SELECT t2.a,MAX(t1.b) FROM t2,t1 WHERE t2.b=t1.b AND t1.a='a' GROUP BY t2.a ORDER BY t1.b DESC;
+------+-----------+
| a | MAX(t1.b) |
+------+-----------+
| 2 | 3 |
| 1 | 2 |
+------+-----------+
2 rows in set (0.00 sec)
this returns what I want, and shouldn't use any file sorting since results in the second column are still returned in the reverse index order.

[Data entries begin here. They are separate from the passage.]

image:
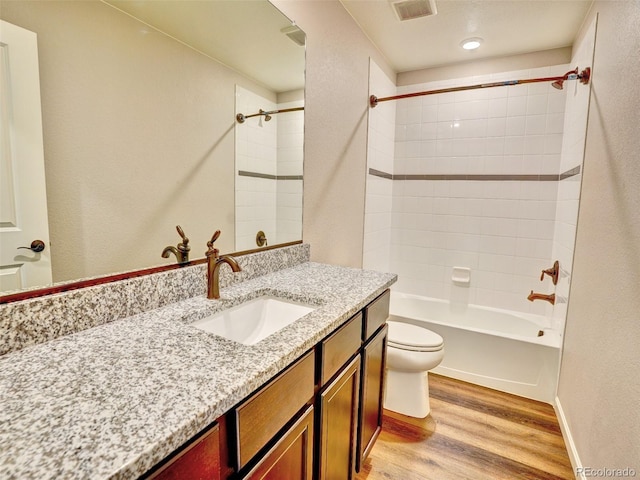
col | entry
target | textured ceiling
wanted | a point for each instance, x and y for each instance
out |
(508, 27)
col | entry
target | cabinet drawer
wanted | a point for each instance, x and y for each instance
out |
(199, 459)
(376, 314)
(262, 415)
(339, 347)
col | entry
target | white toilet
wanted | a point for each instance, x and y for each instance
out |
(411, 352)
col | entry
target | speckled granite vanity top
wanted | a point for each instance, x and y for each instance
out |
(112, 401)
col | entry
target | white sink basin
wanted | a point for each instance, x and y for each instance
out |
(254, 320)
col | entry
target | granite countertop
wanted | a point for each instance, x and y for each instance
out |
(112, 401)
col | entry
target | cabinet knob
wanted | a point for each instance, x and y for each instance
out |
(37, 246)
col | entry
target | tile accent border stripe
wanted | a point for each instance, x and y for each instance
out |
(571, 173)
(478, 177)
(244, 173)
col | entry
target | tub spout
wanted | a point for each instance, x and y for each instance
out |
(541, 296)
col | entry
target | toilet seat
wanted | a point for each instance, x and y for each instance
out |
(406, 336)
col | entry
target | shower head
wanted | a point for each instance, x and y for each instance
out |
(560, 82)
(266, 115)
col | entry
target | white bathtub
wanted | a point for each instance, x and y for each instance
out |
(487, 346)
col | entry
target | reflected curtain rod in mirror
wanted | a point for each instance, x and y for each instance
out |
(126, 159)
(240, 118)
(67, 287)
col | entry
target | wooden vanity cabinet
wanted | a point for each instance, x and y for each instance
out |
(318, 419)
(372, 393)
(374, 354)
(261, 416)
(338, 423)
(291, 458)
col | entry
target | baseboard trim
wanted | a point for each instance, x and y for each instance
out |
(568, 440)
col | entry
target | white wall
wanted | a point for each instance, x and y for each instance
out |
(380, 155)
(599, 385)
(336, 106)
(568, 201)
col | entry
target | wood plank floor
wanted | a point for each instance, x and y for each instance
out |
(472, 433)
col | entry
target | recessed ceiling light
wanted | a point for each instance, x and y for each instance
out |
(471, 43)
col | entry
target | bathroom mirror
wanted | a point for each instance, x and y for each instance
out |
(139, 122)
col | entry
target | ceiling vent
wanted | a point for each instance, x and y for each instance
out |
(410, 9)
(295, 34)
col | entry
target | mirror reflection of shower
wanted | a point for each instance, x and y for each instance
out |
(269, 154)
(241, 118)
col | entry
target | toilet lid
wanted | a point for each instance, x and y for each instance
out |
(411, 337)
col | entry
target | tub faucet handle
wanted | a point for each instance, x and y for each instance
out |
(553, 272)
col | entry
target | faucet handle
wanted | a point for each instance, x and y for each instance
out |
(553, 272)
(185, 239)
(215, 236)
(184, 245)
(212, 250)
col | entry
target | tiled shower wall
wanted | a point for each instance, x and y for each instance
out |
(268, 172)
(289, 183)
(475, 181)
(256, 153)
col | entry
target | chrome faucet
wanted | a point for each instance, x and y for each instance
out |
(213, 267)
(182, 251)
(541, 296)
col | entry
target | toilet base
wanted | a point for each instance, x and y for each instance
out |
(407, 393)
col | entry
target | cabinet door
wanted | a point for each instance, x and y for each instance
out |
(199, 460)
(338, 405)
(291, 458)
(373, 368)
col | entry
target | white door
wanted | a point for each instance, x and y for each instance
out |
(23, 202)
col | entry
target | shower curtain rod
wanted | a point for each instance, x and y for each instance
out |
(583, 76)
(267, 115)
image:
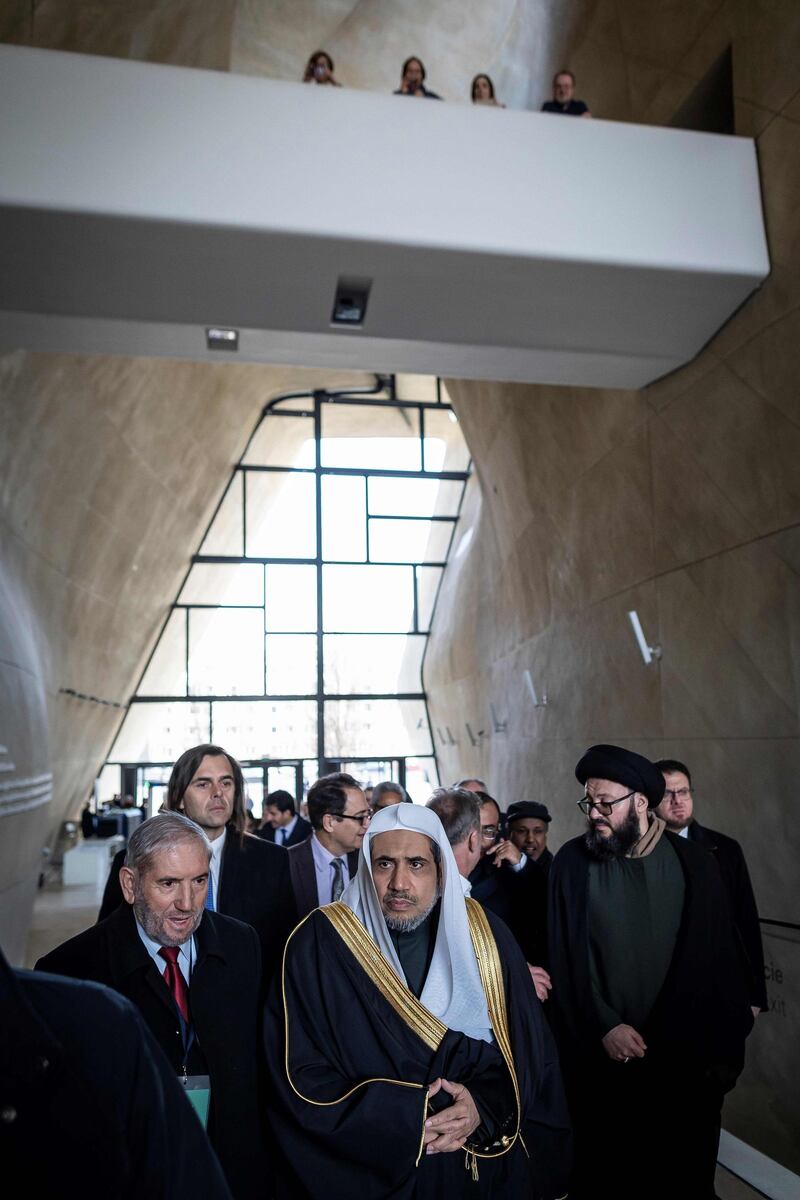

Unfortunately in this case, the GROUP BY order seems to take precedence over the ORDER BY internally and thus a filesort is needed. (I assume MySQL fetches all the rows, then do the GROUP BY in a temp table, and at the end do the ORDER BY using filesort).
EXPLAIN SELECT t2.a,MAX(t1.b) FROM t2,t1 WHERE t2.b=t1.b AND t1.a='a' GROUP BY t2.a ORDER BY t1.b DESC;
+----+-------------+-------+--------+---------------+---------+---------+-----------+------+-----------------------------------------------------------+
| id | select_type | table | type | possible_keys | key | key_len | ref | rows | Extra |
+----+-------------+-------+--------+---------------+---------+---------+-----------+------+-----------------------------------------------------------+
| 1 | SIMPLE | t1 | ref | PRIMARY | PRIMARY | 2 | const | 2 | Using where; Using index; Using temporary; Using filesort |
| 1 | SIMPLE | t2 | eq_ref | PRIMARY | PRIMARY | 4 | test.t1.b | 1 | |
+----+-------------+-------+--------+---------------+---------+---------+-----------+------+-----------------------------------------------------------+
2 rows in set (0.01 sec)
Is it possible to have a little bit smarter behaviour of MySQL in such case, and detect since we want MAX(t1.b) ... ORDER BY t1.b DESC, no filesorting is needed ? (and same thing for MIN(t1.b) ... ORDER BY t1.b ASC) (I assume it would speed up things a lot, especially when combined with a LIMIT clause).
Thanks !
Jocelyn
How to repeat:
DROP TABLE IF EXISTS t1;
CREATE TABLE t1 (a char(2), b int(2), PRIMARY KEY (a,b));
INSERT INTO t1 VALUES ('a',1),('a',2),('a',3);
DROP TABLE IF EXISTS t2;
CREATE TABLE t2 (a int(2), b int(2), PRIMARY KEY (b));
INSERT INTO t2 VALUES (1,1),(1,2),(2,3);
SELECT t2.a,t1.b FROM t2,t1 WHERE t2.b=t1.b AND t1.a='a' ORDER BY t1.b DESC;
EXPLAIN SELECT t2.a,t1.b FROM t2,t1 WHERE t2.b=t1.b AND t1.a='a' ORDER BY t1.b DESC;
SELECT t2.a,MAX(t1.b) FROM t2,t1 WHERE t2.b=t1.b AND t1.a='a' GROUP BY t2.a ORDER BY t1.b DESC;
EXPLAIN SELECT t2.a,MAX(t1.b) FROM t2,t1 WHERE t2.b=t1.b AND t1.a='a' GROUP BY t2.a ORDER BY t1.b DESC;